The capitalization is incorrect, and we should not return the verified claim until we support it across the platform. We will update here when it is fully correct. (Edit: sub claim is correct)

And what about adding "sub" to graph - "/me" ? Any news?

@dkershaw10 - what's a good place to accrue this feature request on /me?

@hpsin Changes published for this API? . Still unable to get the user claims for personal account login
https://graph.microsoft.com/oidc/userinfo

@VQuery - are you requesting a token on v2 using scope=openid+profile+email? Without the latter two you will not get information about the user per spec.

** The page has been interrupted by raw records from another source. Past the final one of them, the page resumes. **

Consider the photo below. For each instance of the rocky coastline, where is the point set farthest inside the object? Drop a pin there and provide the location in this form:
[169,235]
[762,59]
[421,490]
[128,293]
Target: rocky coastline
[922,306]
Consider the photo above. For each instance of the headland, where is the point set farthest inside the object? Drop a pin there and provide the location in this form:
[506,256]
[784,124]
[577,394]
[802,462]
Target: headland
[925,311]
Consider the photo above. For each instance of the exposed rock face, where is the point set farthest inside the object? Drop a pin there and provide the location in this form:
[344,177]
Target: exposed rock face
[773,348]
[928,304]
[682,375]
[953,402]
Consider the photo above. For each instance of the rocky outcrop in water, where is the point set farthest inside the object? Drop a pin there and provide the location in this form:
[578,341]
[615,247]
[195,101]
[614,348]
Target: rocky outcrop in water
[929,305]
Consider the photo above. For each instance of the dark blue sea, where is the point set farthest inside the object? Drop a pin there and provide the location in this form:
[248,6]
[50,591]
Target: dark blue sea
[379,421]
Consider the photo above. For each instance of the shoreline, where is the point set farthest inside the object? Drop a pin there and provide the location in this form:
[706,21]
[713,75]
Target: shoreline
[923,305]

@hpsin yes I'm using all these scope in my call.

{
              "UserInformationEndpoint": "https://graph.microsoft.com/oidc/userinfo",
              "AuthorizationEndpoint": "https://login.microsoftonline.com/common/oauth2/v2.0/authorize",
              "TokenEndpoint": "https://login.microsoftonline.com/common/oauth2/v2.0/token",
              "Scope": [ "openid", "profile", "email" ]
}

please-close !

The fix for this is now officially rolled out. The userinfo endpoint for MSAs now returns correct data that matches AAD:
{
"sub": "AAAAAAAAAAAAAAAAAAAAAK0rc3MZ7ZKKpELMYTircG4",
"name": "Hirsch Singhal",
"given_name": "Hirsch",
"family_name": "Singhal",
"email": "h*@gmail.com",
"picture": "https://graph.microsoft.com/v1.0/me/photo/$value"
}

@VQuery - please open a new issue and tag me in it, since it's not related to this one.